Weekly Home Help with items on caring for trees planted in the spring, California's new law that aims at carpet recycling, the Emergency Homeowners’ Loan Program and more.

When a tree is planted in the spring, there are high expectations that it will become an integral part of the landscape.


"How well and how soon that happens starts with the tree's first several seasons in its new location in the landscape," said Richard Hentschel, a University of Illinois Extension horticulture specialist. "A general rule for transplant recovery of a shade or ornamental tree is that it takes at least one year of recovery for every inch of trunk caliper.”

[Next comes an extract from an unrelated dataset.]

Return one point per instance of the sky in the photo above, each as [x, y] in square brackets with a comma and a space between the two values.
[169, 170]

That can mean a two- or three-year recovery for a typical tree planted by a homeowner, and longer if you have a professionally planted tree of a larger trunk caliper.


"Homeowners will need to take care of that transplanted tree until the tree completely recovers and resumes a normal annual rate of growth," he said.


Examples of a normal rate of growth can be measured by the amount of annual growth compared with the growth rate the first year after transplanting, the leaf size returning to normal and a return of flowers, if it is a flowering tree. The tree will spend much of the energy produced by the leaves to re-grow and establish a root system for those first years.


"Providing plenty of water during those first years is very important," Hentschel said. "With a limited root system, watering is one of the most important things a homeowner can do.


"In the spring, when we are having cooler temperatures, the demand for water is reduced and there is usually adequate moisture in the soil from the spring rains. As the weather gets warmer, homeowners need to check the tree about once a week for water, and then only water when needed," Hentschel said.


-- University of Illinois Extension


Decorating Tip: Create a yoga studio or gym


Do you have an extra room in the house? Consider making it your personal yoga studio or gym to which you can retreat, relax and workout in your own space. Start with a soothing paint color like sage green. Also consider swapping out carpet for hardwood floors. Finally, move in workout equipment or yoga mats. Music, artwork and candles are additional features that can contribute to a soothing environment.


-- HGTV.com 


Home-Selling Tip: Checking windows and doors


Check all windows and doors in a house before listing it on the marketplace. If they do not open and close easily or quietly, WD-40 applied to the hinges may help. Polish all doorknobs, and make sure they are on securely and are working properly. If there are any cracked or broken windowpanes or doorframes, fix them before showing the house.


-- RealEstateABC.com


Going Green: California targets carpet recycling


A new law in California aims to keep carpet out of landfills by charging residents an extra nickel for every square yard of carpet they buy. The extra money will be collected by the Carpet America Recovery Effort –– founded in 2002 as a partnership between the carpet industry and government agencies to develop market-based solutions to carpet recycling –– which will then issue funding to carpet recyclers.


-- Earth911.com


Did You Know …


Those facing foreclosure in 27 states can apply to the Emergency Homeowners’ Loan Program, announced on July 5 by HUD, until July 27.


Garden Guide: Transplanting vegetable plants


The size of the plant determines how much soil it will need when it is time to transplant. A gallon container will grow about five leafy lettuce plants but only one plant of Swiss chard collards or kale. A gallon or two of soil is needed for most pepper transplants. Tomatoes require 3 to 5 gallons of soil per plant. Consider varieties like Jetstar, Celebrity or Super Bush.


-- University of Illinois Extension


New Product: AT&T offers iPhone insurance plan


AT&T announced an an Apple iPhone insurance plan provided by Asurion starting on July 17, which will cover any new iPhone purchase or upgrade for a $5 monthly fee per line. It will cover out-of-warranty phones that are lost, stolen or damaged, including accidental water damage. However, according to Consumer Reports, there is a $50 or $125 non-refundable deductible, depending on the model and the incident; only two claims can be filed within 12 consecutive months; and the replacements may be refurbished models.